IN the wake of the United States’ Overseas Security Advisory Council (OSAC) cautioning tourists visiting the Bahamas about slow response times to traffic incidents, Superintendent Mareno Hinds said their response time is consistent with the response times across the Caribbean.

The OSAC report said: “If involved in a traffic accident, Bahamian law states the vehicles should not be moved until a police officer arrives to investigate the accident. The police can be slow to respond to vehicle accidents.”

Speaking to reporters at a press conference on Wednesday, Supt Hinds said they saw the report and their view is slightly different.

He said: “We believe that there is always room for improvement. We believe that within the parameters that how it is that we investigate traffic accidents. We seek to get better; however, we believe that our traffic response times are consistent with times across the Caribbean and indeed the world.”

The report also warned visitors to exercise extreme caution when renting vehicles.

“The Embassy continues to see a significant number of moped accidents, resulting in serious injury as a result of alcohol/drug impairment, driver inexperience, or inattention by the moped operator and/or other motorists,” the OSAC report said.

Supt Hinds said the amendments that will criminalise driving with an open alcoholic beverage will be passed in the Senate soon.

“We believe,” he said, “that in very short order that will become law. If people are keeping up to date with what is happening it has been passed in the House of Assembly.

“We’re waiting on it to be passed in the Senate and obviously it has to be signed and gazetted. Once it’s signed and published in an official gazette it becomes law that gives us power to cite drivers.”

Supt Hinds said driving under the influence of alcohol or drugs is an offence.

“As our laws are presently constituted it is not an offence to drink alcohol. Now you have to fall within the parameters of being considered drunk or impaired which makes it then illegal to so do," he said.

"A police officer’s greatest tool is suspicion and we are all adults. Based on our suspicion, based on your experiences you can say that I suspect that this person may be impaired. Once you suspect that, there is a protocol (we) have to go through."

He added: "You, the police officer, thinking that person is impaired cannot say definitively that person is impaired...a physician scientifically says so that it holds up in court."

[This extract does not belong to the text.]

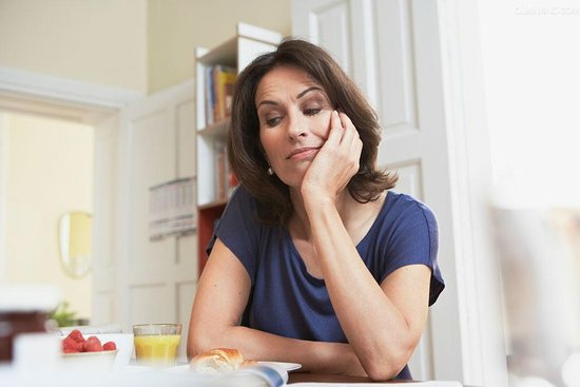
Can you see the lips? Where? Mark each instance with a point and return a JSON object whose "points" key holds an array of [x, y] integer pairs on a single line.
{"points": [[301, 151]]}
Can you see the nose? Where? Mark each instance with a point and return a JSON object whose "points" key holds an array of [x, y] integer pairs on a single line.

According to National Security Minister Marvin Dames, there were 63 traffic fatalities last year which represented a 29 percent increase from 2017. He said unfortunately, resulting from those 63 accidents were the deaths of 69 victims, reflecting a 28 percent increase from the previous year.

Of the traffic fatality victims by island, 42 of the fatalities occurred on New Providence, 11 on Grand Bahama and 10 on the remaining Family Islands, he said.


tell_it_like_it_is 5 months ago

" we believe that our traffic response times are consistent with times across the Caribbean and indeed the world."

I thought April fools jokes were finished with, but that's a good one. If the rest of the world was as slow as us in responding to traffic accidents most of those people would have already died. SMH


Bonefishpete 5 months ago

Why rush when one is only being transported to PMH?


Well_mudda_take_sic 5 months ago

You ain't kidding! PMH has become a place where you go to die thanks in large part to the failed policies of the Minnis-led FNM government.


screwedbahamian 5 months ago

Since no Caribbean or World accident response time statistics were offered to support the claim, one can only conclude that this is an opinion and truly not a fact. In my opinion only in the Bahamas are the effected public told at press conferences of opinions and not facts. Perhaps this it the reason for so much unsuccessful prosecution by our Law enforcement departments of Criminals in our Paradise Bahama land.


TheMadHatter 4 months, 4 weeks ago

We're just as sorrowful as the rest - so we cool. D-average. The D stands for dandy.


Chucky 4 months, 4 weeks ago

truth is, even if we are on par with other banana republics in responce time, doesnt mean anything good, just means were similar in providing slow service.

another truth, police are acting as claims inspectors for insurance companies when it comes to accidents.

people should be able to just exchange info and move on from accodents unless someone is hurt. its a civil matter for the most part.